As the jury began its fourth full day of deliberations Tuesday, Judge Alison Nathan expressed concern about the “high and escalating risk that jurors or trial participants may need to quarantine” if they contract the virus, “putting at risk our ability to complete this trial.”

On Monday, Nathan asked jurors to deliberate until 6 p.m. from that day forward. She offered to take back the request if any jurors found the extra hour to be a hardship, but said on Tuesday that none have so far.

“We are seeing an astronomical spike in the number of COVID-positive cases in New York City,” Nathan said. “We are very simply at a different place regarding the pandemic than we were only one week ago.”

In addition to the extra daily hour, the judge said she would ask jurors to deliberate without a break over the New Year’s holiday on Thursday and Friday.

“In light of the variant, my concern about the interruption of the trial, given the increasing daily risk of exposure to either a juror or trial participant requiring quarantine — it is time to think about having the jury make plans to deliberate until a verdict is reached,” Nathan said.

Meanwhile on Tuesday, Maxwell’s attorneys asked the judge to clarify her response to the jury’s question late Monday regarding Maxwell’s alleged involvement in the transportation of one of her accusers, known as “Jane,” for which Maxwell is facing a count of Transportation of an Individual Under the Age of 17 with Intent to Engage in Illegal Sexual Activity.

“Under count four, if the defendant aided in the transportation of Jane’s return flight, but not the flight to New Mexico, where/if the intent was for Jane to engage in sexual activity, can she be found guilty under the second element?” the jury asked.

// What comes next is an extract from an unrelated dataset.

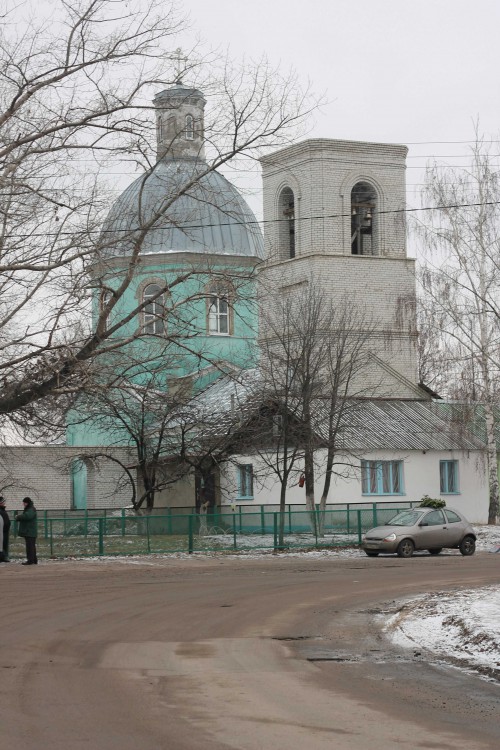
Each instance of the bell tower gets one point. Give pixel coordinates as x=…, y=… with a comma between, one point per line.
x=334, y=213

The charge is a violation of New York state law, and the defense — concerned that the jury could convict Maxwell based on something that happened in New Mexico — sent a letter to the judge asking for “additional instructions to correct apparent errors in the jury’s understanding” of the charge. Judge Nathan had referred the jury to her instructions, but the defense argued that was insufficient.

“They are looking at the instructions that they have been given thus far … and they are unclear,” defense attorney Christian Everdell said. “They are confused by those instructions.”
MORE: Defense rests after Ghislaine Maxwell says there is ‘no need’ for her to testify in her own defense

Prosecutors opposed the defense’s request for additional clarification.

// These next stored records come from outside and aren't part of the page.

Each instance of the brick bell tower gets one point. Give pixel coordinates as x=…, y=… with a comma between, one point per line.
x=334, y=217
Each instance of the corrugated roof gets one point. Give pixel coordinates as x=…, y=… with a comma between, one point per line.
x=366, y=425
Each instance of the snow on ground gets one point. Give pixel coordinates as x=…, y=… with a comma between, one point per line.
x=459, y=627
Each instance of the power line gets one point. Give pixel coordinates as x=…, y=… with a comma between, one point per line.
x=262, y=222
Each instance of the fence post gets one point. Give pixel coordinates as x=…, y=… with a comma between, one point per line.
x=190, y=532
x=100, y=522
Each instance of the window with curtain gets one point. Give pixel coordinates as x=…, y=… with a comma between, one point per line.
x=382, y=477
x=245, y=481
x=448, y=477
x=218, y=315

“It was a correct legal instruction when the court referred the jury to it yesterday afternoon,” prosecutor Alison Moe said. “No relief is appropriate here.”

The judge agreed with the government and declined to tell the jury anything more.

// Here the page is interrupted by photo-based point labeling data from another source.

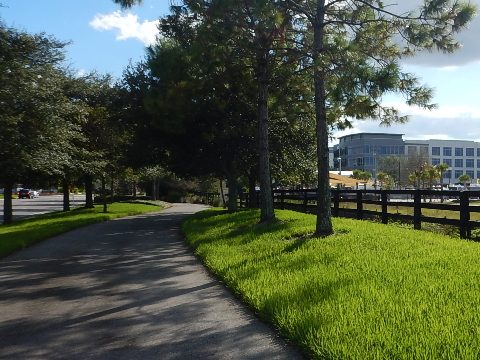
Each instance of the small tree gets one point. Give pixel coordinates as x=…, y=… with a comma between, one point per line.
x=385, y=180
x=464, y=179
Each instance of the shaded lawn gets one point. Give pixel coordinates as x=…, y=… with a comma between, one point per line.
x=370, y=291
x=21, y=234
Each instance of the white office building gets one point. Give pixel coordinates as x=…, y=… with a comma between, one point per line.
x=362, y=151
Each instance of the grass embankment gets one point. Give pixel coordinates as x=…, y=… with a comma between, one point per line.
x=370, y=291
x=23, y=233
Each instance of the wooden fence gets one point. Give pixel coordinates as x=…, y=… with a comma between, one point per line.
x=410, y=206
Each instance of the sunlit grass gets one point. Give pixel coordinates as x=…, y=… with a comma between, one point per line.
x=23, y=233
x=370, y=291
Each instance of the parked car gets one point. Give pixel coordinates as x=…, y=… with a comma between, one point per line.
x=26, y=194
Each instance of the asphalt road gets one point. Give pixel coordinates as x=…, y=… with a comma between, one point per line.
x=23, y=208
x=125, y=289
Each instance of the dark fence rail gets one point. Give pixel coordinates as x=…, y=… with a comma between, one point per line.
x=418, y=206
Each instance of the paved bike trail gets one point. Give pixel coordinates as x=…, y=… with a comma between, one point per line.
x=125, y=289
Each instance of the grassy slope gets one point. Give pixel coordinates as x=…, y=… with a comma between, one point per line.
x=371, y=291
x=26, y=232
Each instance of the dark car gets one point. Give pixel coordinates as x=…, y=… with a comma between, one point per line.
x=25, y=194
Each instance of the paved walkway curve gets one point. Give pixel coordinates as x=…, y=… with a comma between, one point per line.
x=124, y=289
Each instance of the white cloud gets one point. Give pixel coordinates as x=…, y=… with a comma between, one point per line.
x=445, y=123
x=81, y=72
x=127, y=25
x=468, y=38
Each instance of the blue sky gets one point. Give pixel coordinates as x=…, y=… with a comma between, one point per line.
x=71, y=20
x=104, y=38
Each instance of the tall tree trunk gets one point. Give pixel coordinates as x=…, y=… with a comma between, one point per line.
x=267, y=212
x=66, y=194
x=104, y=195
x=232, y=192
x=252, y=196
x=89, y=191
x=324, y=222
x=154, y=189
x=7, y=203
x=112, y=191
x=222, y=193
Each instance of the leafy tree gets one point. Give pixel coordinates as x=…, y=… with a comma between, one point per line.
x=35, y=116
x=355, y=55
x=386, y=181
x=441, y=168
x=464, y=179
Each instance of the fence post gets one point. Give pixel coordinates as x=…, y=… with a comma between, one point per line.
x=305, y=201
x=465, y=232
x=417, y=210
x=359, y=205
x=336, y=202
x=384, y=198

“The proposal made by the defense is wrong,” Nathan said. “I continue to not know how to parse the jury’s question.”

Maxwell is the longtime associate of serial sex offender Jeffrey Epstein, the disgraced millionaire who died by suicide in jail in 2019. She is facing charges related to the alleged abuse and trafficking of underage girls between 1994 and 2004, and has pleaded not guilty to the charges.